Software-defined radio for bluetooth packet sniffing?

I own a pair of bluetooth headphones that I’ve been using for the past couple years. They work mostly alright but there are a couple things I’m that annoy me that I’m potentially interested in modifying. I’d like to decompile and study the firmware on my own but the firmware isn’t available for download anywhere except in the manufacturer’s propietary smartphone app (yuck). I’ve asked their customer support and there is no alternative, not even usb or bluetooth from any kind of PC. To this end, does anyone have any hardware that can inspect bluetooth traffic between other nearby devices? A HackRF One should work but is a bit pricey for me. I have an RTL SDR Blog V3 but its frequency range is too low. Thanks in advance for any resources or tips.

What kind of features?

Considering that you own both ends of the link, sniffing the packets would probably be way more challenging than necessary. Dealing with RF should always be the method of last resort.

Is the smartphone app Java? That can be fairly readily decompiled.

What microcontroller is the headset using? If they haven’t locked the firmware, it can be pulled off and inspected with Ghidra. Depending on how complicated your hardware is, there might even be some general purpose open source firmware for the same family of microcontroller that can be modified to suit your needs. The ultimate solution in owning your own devices.

1 Like

Re: features, lots of little things. An annoying and spurious low battery chime that I want to disable. A volume mapping which is still uncomfortably loud at zero. Touch gestures on the headset that rarely work that I might try and calibrate. Active noise cancelling with a very small number of simplified options in the smartphone app that I want to poke around with more. Lots of weird idling and lagging when turning on and off that I also want to look at.

Thanks for the tip about packet sniffing, admittedly it’s not something I’m super experienced with but I’ve used WireShark a small amount.

Re: is the app Java, I’m using it on iOS but I can look for an Android download, thanks for that lead.

Re: what microcontroller? I just opened up the headset and looked for spec sheets on the visible chips, seems to be a “BlueCore CSR8670 BGA” bluetooth audio SOC doing the work, and all I can find about the microcontroller that’s an onboard is “16-bit RISC 80MHz MCU”. Literally no other information, not even an ISA named :smiley: “It contains a single-cycle multiplier”. Probably some proprietary instruction set so there go all my plans :smiley: :smiley: :smiley:.

Thanks for the discussion, Jarret

Do you use GNU+Linux on your primary, meaning portable or stationary but not mobile, computer? If yes then you can try using anbox to run the Android application for your headset on your primary computer without having to emulate a whole computer to run Android and also without having to use Android development tools to run the application in a simulated environment if that is even feasible with only the build of the application provided to end users outside of the company selling the headset.

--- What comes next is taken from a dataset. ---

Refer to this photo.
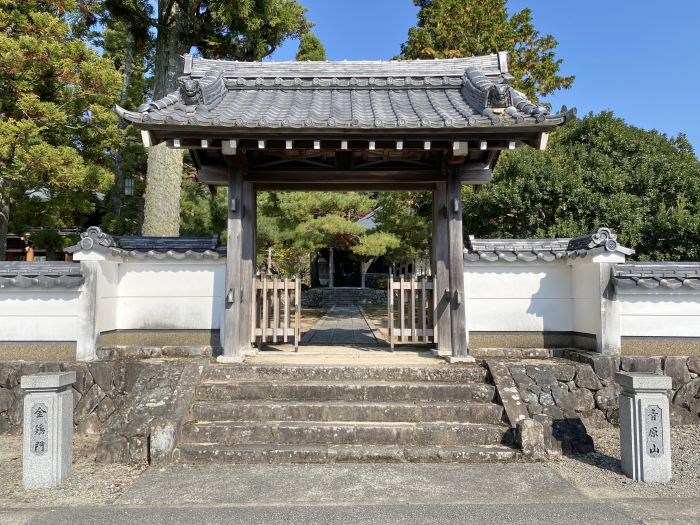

I do not know of something like anbox for macOS but apparently Windows 11 includes or at least was planned to include an Android runtime but I cannot try this feature of Windows 11 because none of my own computers run Windows 11 because Microsoft removed some features of Windows 10 that I use from Windows 11, such as having seconds in the digital clock on the taskbar without having to find something like TClockEx that works with a 64-bit Explorer and also the ability to have the taskbar not on the bottom although apparently I may still be able to have the taskbar on the top by manually editing the registry key that controls that configuration but then presumably Microsoft no longer tests having the taskbar not on the bottom because they removed the discoverable GUI for moving the taskbar from the bottom.

Sounds like somebody is a Windows fan. Thanks for the tip about anbox, I’ll remember that for the future. As mentioned above, the headset seems to have a propietary and completely undocumented microcontroller architecture so whole idea of reverse engineering the firmware is a non-starter for me.